- Occupation: Journalist
- Employer(s): BBC, STV, The Times
- Spouse: David Martin
- Children: 1 son, 1 daughter

= Lorraine Davidson =

British journalist

Lorraine Davidson is a Chief Executive, former civil servant and TV journalist.

She has worked as an STV and BBC political correspondent, and was appointed by Tony Blair as Director of Communication for the Scottish Labour Party in the run up to the first elections to the Scottish Parliament.

== Career ==
Davidson was STV's Westminster correspondent until she joined the BBC's political unit in 1997.

In May 1998, she became Director of Communications for the Scottish Labour Party, under leader Donald Dewar, two weeks after Paul McKinney unexpectedly quit. She served until July 1999. She later wrote a biography of First Minister and Scottish Labour leader Jack McConnell.

Davidson was also the Brussels based Europe Correspondent and the Scottish Political Editor at the Daily Mirror and a political correspondent for The Times.
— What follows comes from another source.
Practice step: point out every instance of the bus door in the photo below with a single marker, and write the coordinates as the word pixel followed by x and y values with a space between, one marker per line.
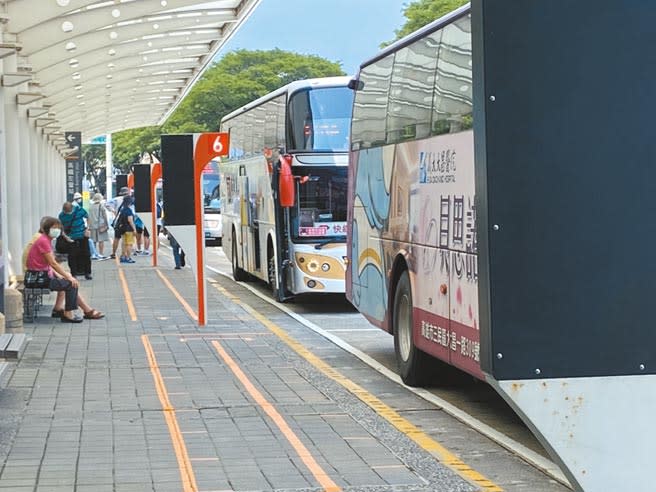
pixel 245 219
She was appointed Chief Executive of The Scottish Council of Independent Schools in July 2023. after serving as Head of Education Strategy at the Scottish Government She is a former Head of European Engagement and Head of Vaccine Oversight at the Scottish Government and ex Head of Communications at the Crown Office and Procurator Fiscal Service

== Personal life ==
She is married to David Martin, former Vice President and Member of the European Parliament for Scotland co-convener of the Citizens' Assembly of Scotland and President of the European Movement in Scotland.